This is why no one should be an unwitting investor in Chinese companies! If you make a conscious decision on the risk and rewards of investing in NIO, and you get your face ripped off, so be it. But no one buying an equity fund or bond fund should be exposed to Chinese companies until they get their act together – that includes financial disclosures and scrutiny in the US on at least the same level as US companies face in the US.
But hundreds of Chinese companies – those traded in the US and those traded in China – have recently been added to indices that are tracked by mutual funds, ETFs, and pension funds that Americans have their money tied up in.
How to do it, that’s the question.
How to turn any proposals put forward into action is not going to be easy under US law, and the mechanism for some of them have not been worked out yet, according to sources cited by Bloomberg. The proposed mechanisms include:
- Imposing the same financial disclosure and transparency rules and the same scrutiny on Chinese companies that US companies are subject to in the US. And if they fail to comply, delist them in the US.

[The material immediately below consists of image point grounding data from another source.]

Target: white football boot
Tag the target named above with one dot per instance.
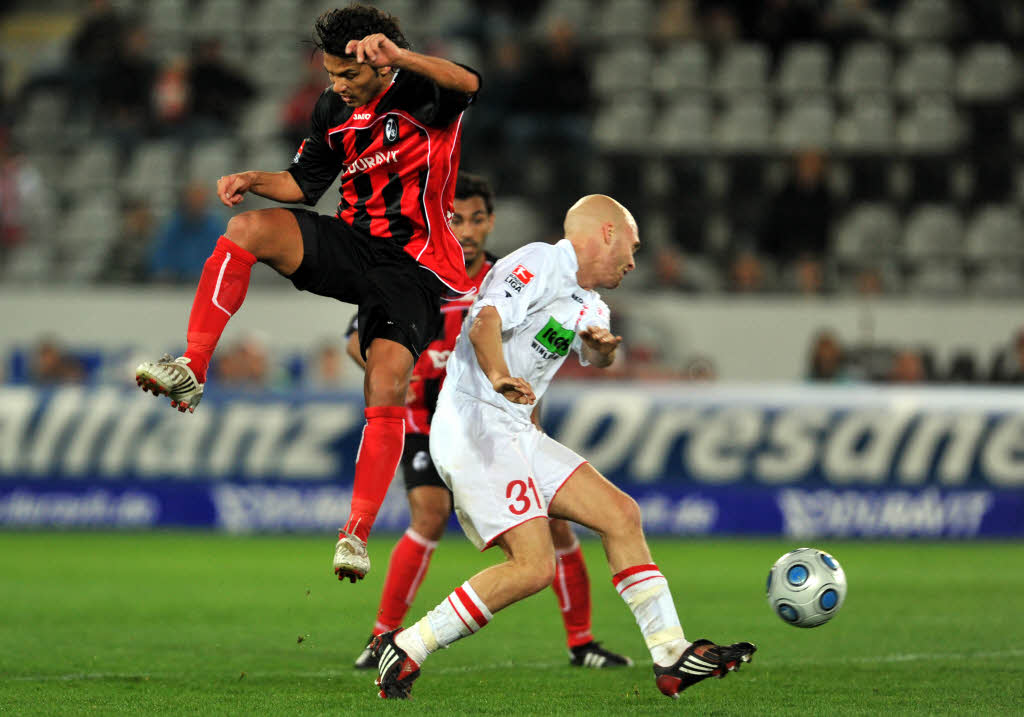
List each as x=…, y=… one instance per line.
x=173, y=378
x=350, y=557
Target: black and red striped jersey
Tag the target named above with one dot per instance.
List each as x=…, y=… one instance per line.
x=397, y=158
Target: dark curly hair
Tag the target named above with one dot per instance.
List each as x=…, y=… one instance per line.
x=469, y=185
x=335, y=29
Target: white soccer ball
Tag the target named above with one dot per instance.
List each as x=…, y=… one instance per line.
x=806, y=587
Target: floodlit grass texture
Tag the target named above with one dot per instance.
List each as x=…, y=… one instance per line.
x=196, y=623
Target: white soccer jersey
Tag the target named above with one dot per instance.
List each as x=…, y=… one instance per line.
x=543, y=308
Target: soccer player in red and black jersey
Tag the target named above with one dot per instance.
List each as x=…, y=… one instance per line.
x=390, y=126
x=429, y=498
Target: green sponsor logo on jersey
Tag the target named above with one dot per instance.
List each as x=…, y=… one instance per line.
x=555, y=337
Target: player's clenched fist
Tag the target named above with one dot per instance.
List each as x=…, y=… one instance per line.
x=515, y=389
x=375, y=50
x=231, y=187
x=600, y=339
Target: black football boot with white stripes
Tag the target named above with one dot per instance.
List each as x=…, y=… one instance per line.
x=396, y=670
x=593, y=655
x=701, y=660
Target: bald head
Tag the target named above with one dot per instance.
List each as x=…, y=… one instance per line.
x=604, y=236
x=594, y=211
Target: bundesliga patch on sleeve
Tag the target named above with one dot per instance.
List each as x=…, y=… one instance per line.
x=519, y=278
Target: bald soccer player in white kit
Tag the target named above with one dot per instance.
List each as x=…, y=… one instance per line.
x=537, y=304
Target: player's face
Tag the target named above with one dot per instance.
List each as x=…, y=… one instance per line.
x=357, y=83
x=471, y=223
x=620, y=258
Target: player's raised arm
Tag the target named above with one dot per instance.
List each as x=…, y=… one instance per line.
x=378, y=51
x=599, y=346
x=280, y=186
x=485, y=335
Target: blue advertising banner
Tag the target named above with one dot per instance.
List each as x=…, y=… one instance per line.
x=788, y=460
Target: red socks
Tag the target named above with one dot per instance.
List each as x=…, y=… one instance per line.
x=222, y=288
x=572, y=588
x=409, y=563
x=380, y=451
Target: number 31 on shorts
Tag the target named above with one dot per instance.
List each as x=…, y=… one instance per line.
x=516, y=492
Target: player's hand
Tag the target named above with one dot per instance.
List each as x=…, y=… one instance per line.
x=231, y=187
x=600, y=340
x=515, y=389
x=410, y=392
x=375, y=50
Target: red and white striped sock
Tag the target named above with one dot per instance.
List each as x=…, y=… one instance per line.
x=221, y=290
x=646, y=592
x=406, y=571
x=571, y=585
x=460, y=615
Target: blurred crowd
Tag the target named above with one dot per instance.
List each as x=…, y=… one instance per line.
x=736, y=222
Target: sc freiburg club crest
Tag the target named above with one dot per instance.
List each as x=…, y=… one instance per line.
x=390, y=130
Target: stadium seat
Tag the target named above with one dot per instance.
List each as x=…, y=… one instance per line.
x=987, y=73
x=624, y=18
x=867, y=127
x=865, y=69
x=224, y=15
x=212, y=159
x=155, y=166
x=994, y=233
x=684, y=126
x=625, y=125
x=804, y=70
x=94, y=167
x=806, y=124
x=744, y=126
x=933, y=232
x=931, y=126
x=928, y=69
x=624, y=70
x=866, y=236
x=925, y=19
x=998, y=279
x=742, y=70
x=937, y=278
x=682, y=70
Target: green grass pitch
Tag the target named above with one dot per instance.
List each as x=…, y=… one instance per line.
x=196, y=623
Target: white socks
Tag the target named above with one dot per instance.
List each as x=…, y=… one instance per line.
x=646, y=592
x=460, y=615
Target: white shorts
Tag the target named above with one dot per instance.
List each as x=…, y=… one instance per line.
x=502, y=471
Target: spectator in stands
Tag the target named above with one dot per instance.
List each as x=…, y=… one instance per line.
x=182, y=245
x=796, y=226
x=907, y=367
x=296, y=114
x=1009, y=365
x=218, y=92
x=747, y=272
x=826, y=361
x=50, y=364
x=26, y=214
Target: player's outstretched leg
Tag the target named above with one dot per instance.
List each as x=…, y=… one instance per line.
x=589, y=499
x=173, y=378
x=571, y=587
x=396, y=671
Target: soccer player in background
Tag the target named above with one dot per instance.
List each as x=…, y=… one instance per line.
x=536, y=305
x=429, y=498
x=390, y=125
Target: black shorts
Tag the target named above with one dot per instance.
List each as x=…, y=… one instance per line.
x=397, y=298
x=417, y=467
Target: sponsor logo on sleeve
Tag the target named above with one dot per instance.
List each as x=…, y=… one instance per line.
x=519, y=278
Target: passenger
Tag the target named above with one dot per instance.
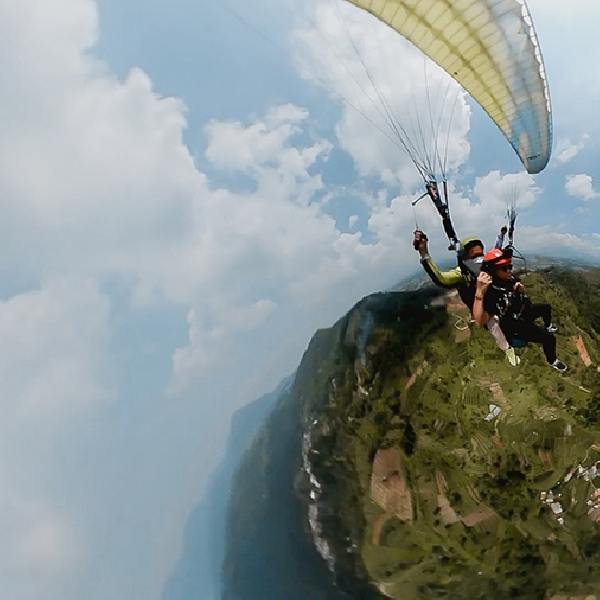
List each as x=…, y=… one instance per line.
x=499, y=293
x=463, y=278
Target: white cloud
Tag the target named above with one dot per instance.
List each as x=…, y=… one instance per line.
x=54, y=351
x=350, y=53
x=566, y=150
x=581, y=186
x=102, y=206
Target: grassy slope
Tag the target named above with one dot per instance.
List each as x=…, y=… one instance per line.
x=439, y=426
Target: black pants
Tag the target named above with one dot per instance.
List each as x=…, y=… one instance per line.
x=529, y=332
x=537, y=310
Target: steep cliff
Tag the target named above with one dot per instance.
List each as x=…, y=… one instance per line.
x=409, y=460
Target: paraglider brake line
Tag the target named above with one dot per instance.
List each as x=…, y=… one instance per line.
x=419, y=198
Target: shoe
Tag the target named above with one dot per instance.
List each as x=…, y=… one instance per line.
x=511, y=357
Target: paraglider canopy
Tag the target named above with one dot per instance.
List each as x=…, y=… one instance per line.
x=490, y=47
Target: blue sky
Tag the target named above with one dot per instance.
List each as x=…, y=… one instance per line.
x=181, y=206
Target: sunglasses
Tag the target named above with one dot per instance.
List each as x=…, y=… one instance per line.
x=504, y=268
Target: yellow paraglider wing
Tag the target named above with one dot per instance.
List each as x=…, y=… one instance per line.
x=490, y=47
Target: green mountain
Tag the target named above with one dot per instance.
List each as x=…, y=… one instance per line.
x=410, y=460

- Creating a level of reciprocity between China and the US.
- Raising national-security concerns over some Chinese companies that US pension funds are exposed to.
One source told Bloomberg that President Trump has given the green light for the discussions, but if a plan emerges, he would still need to approve it. The administration – particularly the Treasury Department and the National Economic Council – is hesitant to pursue this, fearing that investors could get spooked, and “that the already fragile economic relationship between Beijing and Washington could collapse.”
Those hesitant officials want to convey to stakeholders that the rule of law in the US can be trusted and that any such policies are directed against companies that have persistently been out of compliance with US laws.
These are layers of complex ideas that are difficult to implement, though some of them – such as putting Chinese companies under greater scrutiny and imposing US transparency and disclosure requirements – should have been implemented years ago.